Sejarah seharusnya memiliki permulaan. Jika sejarawan gagal memberikan bukti catatan tertulis, setiap orang bahkan oleh penduduknya sendiri akan menciptakan imajinasi sendiri. Untuk menghindari hal itu terjadi, sumber utama yang digunakan dalam artikel ini adalah ‘sumber primer’ seperti surat kabar dan majalah sejaman, foto dan peta-peta. Sumber buku hanya digunakan sebagai pendukung (pembanding), karena saya anggap buku juga merupakan hasil kompilasi (analisis) dari sumber-sumber primer. Dalam penulisan artikel ini tidak semua sumber disebutkan lagi karena sudah disebut di artikel saya yang lain. Hanya sumber-sumber baru yang disebutkan atau sumber yang sudah pernah disebut di artikel lain disebutkan kembali di artikel ini hanya untuk lebih menekankan saja. Dalam hal ini saya bukanlah penulis sejarah, melainkan hanya sekadar untuk menyampaikan apa yang menjadi fakta (kejadian yang benar pernah terjadi) dan data tertulis yang telah tercatat dalam dokumen sejarah.

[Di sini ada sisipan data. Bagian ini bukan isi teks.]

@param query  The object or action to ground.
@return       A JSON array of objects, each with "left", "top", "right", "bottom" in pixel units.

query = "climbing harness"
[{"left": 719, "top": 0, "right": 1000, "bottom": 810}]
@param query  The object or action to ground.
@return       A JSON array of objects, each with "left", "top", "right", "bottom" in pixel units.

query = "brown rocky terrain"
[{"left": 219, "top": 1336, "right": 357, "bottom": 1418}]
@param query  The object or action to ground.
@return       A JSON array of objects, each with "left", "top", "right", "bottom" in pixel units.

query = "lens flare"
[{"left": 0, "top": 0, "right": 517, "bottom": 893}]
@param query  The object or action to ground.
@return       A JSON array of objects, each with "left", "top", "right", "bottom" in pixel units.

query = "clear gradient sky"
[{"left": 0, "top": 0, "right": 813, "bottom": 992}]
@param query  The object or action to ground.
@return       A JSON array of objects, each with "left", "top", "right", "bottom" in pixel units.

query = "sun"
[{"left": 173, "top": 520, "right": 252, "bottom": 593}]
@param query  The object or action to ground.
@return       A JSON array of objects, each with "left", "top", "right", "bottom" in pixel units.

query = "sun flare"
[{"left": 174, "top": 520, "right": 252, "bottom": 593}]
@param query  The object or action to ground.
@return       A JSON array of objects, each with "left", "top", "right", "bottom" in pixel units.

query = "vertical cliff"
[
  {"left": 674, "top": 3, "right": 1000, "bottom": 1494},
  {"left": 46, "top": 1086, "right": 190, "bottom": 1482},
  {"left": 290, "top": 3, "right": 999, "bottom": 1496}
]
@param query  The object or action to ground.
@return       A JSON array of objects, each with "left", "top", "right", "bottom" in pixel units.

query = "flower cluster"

Abdoerraoef van Singkel, Orang Aceh atau Orang Batak? Sejak Invasi VOC (1668) hingga 1905 (Dja Endar Moeda)
Pada dasarnya sejarah ke masa lampau berlapis-lapis. Ibarat lapisan tanah, adakalanya lapisan tanah alluvial disela oleh lapisan pasir berbatu. Demikian juga dengan sejarah di pantai barat Sumatra. Persoalannya membicarakan lapisan yang mana lebih dahulu? Sangat naif jika menarasikan sejarah pantai barat hanya satu lapisan saja. Mari kita mulai dari lapisan atas.
Pada tahun 1905 Pemerintah Hindia Belanda menguasai (wilayah) Atjeh sepenuhnya.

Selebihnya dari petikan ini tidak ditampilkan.